There’s no such thing as a rational decision

I love making decisions: they are PROGRESS + HOPE = EXPECTATION and I’ve always suspected they come with their own safety net: make enough and they tend to cancel each other out eventually — just like placing hundreds of each-way bets.

I’ve taken pride, throughout my career, in being able to make several decisions of varying Rightness and Wrongness before elevenses and then not worry overly about the outcome because I’m far too busy making some more important decisions somewhere else.

But having one’s preconceptions challenged is healthy — or so I’m reliably informed by my wife — and obviously this is never more good for me as when she is the one doing the challenging (disagreeing).

The following is typical and demonstrates what appears, on the face of it, to be two very different approaches to decision making.

The Scene:

Yesterday (Monday), late afternoon, in what looks like an ice hockey stadium converted into a tile shop, on a ring road circling a satellite town near Pau, whose mayor has decided to grant planning permission to retailers purely on the basis that they have names that capitalise well.

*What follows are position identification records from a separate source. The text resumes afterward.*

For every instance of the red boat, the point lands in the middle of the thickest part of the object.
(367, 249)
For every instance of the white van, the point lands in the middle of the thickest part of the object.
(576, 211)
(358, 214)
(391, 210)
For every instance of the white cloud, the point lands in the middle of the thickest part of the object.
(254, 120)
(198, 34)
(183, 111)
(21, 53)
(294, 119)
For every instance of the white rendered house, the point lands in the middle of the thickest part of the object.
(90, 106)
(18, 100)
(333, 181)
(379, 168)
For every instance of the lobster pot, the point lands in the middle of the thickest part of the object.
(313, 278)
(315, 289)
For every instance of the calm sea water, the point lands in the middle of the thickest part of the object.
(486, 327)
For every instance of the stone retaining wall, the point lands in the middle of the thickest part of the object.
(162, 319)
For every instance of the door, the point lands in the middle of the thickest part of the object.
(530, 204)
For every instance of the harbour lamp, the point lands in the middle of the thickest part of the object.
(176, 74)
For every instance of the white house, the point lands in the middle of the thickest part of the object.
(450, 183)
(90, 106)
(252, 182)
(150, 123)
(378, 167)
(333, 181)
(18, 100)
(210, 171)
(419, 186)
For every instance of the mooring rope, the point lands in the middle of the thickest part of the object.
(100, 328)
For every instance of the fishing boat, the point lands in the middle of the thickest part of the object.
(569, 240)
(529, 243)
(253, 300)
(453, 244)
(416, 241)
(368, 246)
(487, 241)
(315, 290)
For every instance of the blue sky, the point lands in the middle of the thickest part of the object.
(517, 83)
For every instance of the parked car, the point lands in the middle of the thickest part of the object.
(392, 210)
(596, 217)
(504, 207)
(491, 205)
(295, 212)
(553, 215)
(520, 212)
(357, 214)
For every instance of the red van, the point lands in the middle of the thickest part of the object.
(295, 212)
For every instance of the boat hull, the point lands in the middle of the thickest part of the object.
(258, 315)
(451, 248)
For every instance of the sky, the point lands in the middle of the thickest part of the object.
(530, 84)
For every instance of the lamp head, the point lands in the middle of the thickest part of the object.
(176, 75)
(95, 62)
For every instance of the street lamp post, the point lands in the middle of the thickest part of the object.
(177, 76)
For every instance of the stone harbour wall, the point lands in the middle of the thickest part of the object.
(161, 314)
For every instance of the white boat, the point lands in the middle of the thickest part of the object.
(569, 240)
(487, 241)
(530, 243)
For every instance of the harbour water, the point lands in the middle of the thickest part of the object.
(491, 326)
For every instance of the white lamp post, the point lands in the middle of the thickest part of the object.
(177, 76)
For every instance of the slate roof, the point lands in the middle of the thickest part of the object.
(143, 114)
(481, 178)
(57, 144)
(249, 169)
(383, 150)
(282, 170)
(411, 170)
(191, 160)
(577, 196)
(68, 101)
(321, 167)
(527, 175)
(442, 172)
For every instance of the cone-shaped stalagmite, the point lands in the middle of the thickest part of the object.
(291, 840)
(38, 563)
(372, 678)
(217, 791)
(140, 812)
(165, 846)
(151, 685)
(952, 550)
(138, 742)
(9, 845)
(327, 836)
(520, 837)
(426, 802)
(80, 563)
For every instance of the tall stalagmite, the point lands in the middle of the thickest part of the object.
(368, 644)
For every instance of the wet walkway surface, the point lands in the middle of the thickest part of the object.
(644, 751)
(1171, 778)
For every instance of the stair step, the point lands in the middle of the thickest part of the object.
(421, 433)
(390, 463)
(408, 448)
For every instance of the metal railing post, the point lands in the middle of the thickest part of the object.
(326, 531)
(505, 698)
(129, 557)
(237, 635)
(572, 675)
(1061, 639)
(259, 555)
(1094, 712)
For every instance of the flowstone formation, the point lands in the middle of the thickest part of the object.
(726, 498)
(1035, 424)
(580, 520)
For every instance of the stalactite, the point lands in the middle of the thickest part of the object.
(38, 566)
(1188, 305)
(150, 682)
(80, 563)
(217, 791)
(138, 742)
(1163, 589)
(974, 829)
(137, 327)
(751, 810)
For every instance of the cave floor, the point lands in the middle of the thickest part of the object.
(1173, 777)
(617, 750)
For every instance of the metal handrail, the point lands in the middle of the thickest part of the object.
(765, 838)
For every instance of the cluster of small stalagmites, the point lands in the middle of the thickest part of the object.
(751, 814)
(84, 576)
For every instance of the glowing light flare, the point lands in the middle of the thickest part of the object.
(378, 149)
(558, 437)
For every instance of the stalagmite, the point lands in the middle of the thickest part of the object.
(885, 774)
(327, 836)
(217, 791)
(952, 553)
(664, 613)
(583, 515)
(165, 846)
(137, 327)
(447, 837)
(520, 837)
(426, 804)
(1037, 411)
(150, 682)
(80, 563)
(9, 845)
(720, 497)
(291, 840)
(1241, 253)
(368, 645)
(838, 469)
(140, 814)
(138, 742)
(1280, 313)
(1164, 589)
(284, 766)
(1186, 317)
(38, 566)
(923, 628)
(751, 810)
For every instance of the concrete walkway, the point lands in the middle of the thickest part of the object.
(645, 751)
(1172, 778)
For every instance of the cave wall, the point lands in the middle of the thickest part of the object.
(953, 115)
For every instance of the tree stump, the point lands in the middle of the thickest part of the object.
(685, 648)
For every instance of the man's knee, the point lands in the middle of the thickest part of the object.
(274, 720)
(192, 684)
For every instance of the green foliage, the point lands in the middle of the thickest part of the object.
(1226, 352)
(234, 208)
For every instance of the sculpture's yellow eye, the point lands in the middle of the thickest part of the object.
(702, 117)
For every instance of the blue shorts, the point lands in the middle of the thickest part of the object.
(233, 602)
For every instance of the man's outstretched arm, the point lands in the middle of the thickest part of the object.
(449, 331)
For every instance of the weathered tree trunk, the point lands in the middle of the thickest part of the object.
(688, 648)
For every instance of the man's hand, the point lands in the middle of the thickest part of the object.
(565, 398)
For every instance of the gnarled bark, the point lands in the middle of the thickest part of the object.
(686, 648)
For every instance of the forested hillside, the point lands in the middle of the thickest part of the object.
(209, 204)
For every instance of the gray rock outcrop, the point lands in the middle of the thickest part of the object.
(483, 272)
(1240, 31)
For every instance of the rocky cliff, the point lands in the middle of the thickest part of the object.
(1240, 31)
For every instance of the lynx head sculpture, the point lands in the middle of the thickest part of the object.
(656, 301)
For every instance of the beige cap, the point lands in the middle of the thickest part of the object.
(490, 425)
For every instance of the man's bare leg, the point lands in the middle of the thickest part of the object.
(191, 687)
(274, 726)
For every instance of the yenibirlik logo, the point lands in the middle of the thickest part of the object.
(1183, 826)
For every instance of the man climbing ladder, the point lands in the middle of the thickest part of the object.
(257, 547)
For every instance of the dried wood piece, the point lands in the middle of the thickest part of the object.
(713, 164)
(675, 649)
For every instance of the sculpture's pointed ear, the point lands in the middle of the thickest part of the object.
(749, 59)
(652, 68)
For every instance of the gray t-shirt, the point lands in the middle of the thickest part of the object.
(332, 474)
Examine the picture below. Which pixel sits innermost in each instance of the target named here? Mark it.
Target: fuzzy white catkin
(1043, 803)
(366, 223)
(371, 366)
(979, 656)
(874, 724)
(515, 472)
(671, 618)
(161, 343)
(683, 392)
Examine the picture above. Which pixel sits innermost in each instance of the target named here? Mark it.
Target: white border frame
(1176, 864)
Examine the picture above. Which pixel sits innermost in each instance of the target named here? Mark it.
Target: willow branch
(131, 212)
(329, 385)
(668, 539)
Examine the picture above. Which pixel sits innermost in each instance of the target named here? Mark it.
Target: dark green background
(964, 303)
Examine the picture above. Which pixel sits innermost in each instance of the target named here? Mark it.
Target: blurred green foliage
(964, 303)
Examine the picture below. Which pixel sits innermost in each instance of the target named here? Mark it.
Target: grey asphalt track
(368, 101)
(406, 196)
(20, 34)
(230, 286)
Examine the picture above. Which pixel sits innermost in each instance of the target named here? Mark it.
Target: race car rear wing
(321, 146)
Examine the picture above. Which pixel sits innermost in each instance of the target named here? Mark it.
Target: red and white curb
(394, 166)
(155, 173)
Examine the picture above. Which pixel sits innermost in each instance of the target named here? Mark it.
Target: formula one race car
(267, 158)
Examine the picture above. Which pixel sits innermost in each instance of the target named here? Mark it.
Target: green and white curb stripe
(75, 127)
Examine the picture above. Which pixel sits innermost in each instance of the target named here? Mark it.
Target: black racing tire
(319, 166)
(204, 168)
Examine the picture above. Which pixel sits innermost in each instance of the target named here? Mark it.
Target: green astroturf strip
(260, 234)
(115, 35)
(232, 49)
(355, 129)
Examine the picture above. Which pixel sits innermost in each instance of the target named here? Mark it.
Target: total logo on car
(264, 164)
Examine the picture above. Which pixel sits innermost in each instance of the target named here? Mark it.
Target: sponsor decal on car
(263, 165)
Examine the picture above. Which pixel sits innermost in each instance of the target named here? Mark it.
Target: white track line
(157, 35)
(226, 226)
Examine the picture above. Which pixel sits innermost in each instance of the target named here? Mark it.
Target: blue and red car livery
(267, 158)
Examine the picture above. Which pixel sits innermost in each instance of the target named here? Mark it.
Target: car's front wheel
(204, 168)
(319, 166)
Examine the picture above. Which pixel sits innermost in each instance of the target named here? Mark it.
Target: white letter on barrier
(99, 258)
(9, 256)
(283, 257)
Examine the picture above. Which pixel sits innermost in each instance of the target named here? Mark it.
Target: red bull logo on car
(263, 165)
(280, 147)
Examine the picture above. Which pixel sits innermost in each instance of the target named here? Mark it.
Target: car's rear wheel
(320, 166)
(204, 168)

He (or she) has then decided to build a Formula 1 Hotel every 80 metres, to fill in the gaps, because this is just the sort of place you want to spend the night.

We are buying bathrooms.

Me (cheerfully): Well, here we are!

Her: Mmm … (she’s already lost in grouting charts)

Me (pointing): That’s nice, we should get that. Let’s get that, then we can go.

Her (looking up briefly): That’s a kitchen, also it’s horrible.

Me: Oh … (then, to try and get the show on the road, I smile winningly at a lady who obviously works there: she is wearing bright orange dungarees with the same meaningless logo as is in the car park in 60 foot high letters and she’s wearing a woolly hat because it’s bloody freezing in this huge, soulless space. It is like a sort of Alt.Hell in here. The woman looks at me for the briefest of instants, then turns. However, in that one, succinct glance that will haunt me even on my death bed, I’m left in no doubt she would cheerfully burn me alive if she had matches).

By now Helene has got to the bathroom section, me lagging behind. She shows me a glossy picture of a bathroom with sunlight pouring in through a large velux.

Me: Now that is nice.

Actually, what she is showing me really is exactly what I had in mind when I got around to thinking about it — which, admittedly, is only just this minute. It’s got white metro tiles and big Edwardian basins and basically reminds me of boarding school, but in a good way. However as soon as I say it, I know I’ve blown my chance.

I should have ummed and tutted and pointed at other things, then, several hours later, we could come back to this particular bathroom — the first we saw — and buy that. After 20 years, I know it’s what we always do. And generally it works: we agree with each other’s taste and like where we live.

And, in the end, that is indeed just what we did. We will shortly have a bathroom that replicates my Prep School circa 1977 (or a loo in Hotel du Vin 2017).

Therefore, if we’re both making the same decision based on shared taste, we’re obviously just arriving at it in different ways. Or so you would think …

My wife appears to want dialogue — at least she requires there to be some back and forth until each person has contributed to a sort of pros and cons checklist. Because of this, I always kind of assumed that decision makers come in two sizes (retail boredom has reduced me to philosophising):

  • Knee-jerk decision makers (me)
  • Ponderers, the more objective (Mrs B)

However, I’ve come to the realisation this afternoon that once the latter group has gone through all their processes, they abruptly bin all that carefully-thought out objective data and change tack: essentially (and I’ve seen this hundreds of times, houses we have bought, clothes, cars, kitchens and with soft furnishings) they arrive at the decision by a brief process of testing their emotional response to the alternatives, i.e. by gut — exactly the same as me.

Both have their advantages: my method is quicker, but I can never be sure if it is the right decision, I’ve just learned not to let it bother me. The other type of person has taken longer (wasted time, you might think), but I notice the mullers are generally surer of the result. They have savoured the decision, and appreciate the anticipated outcome. I am a decision glutton, Helene a connoisseur.

But, the point is neither is really objective, or rational in the literal sense.

At best the impartiality is just a run up, but the actual leap is always one of faith.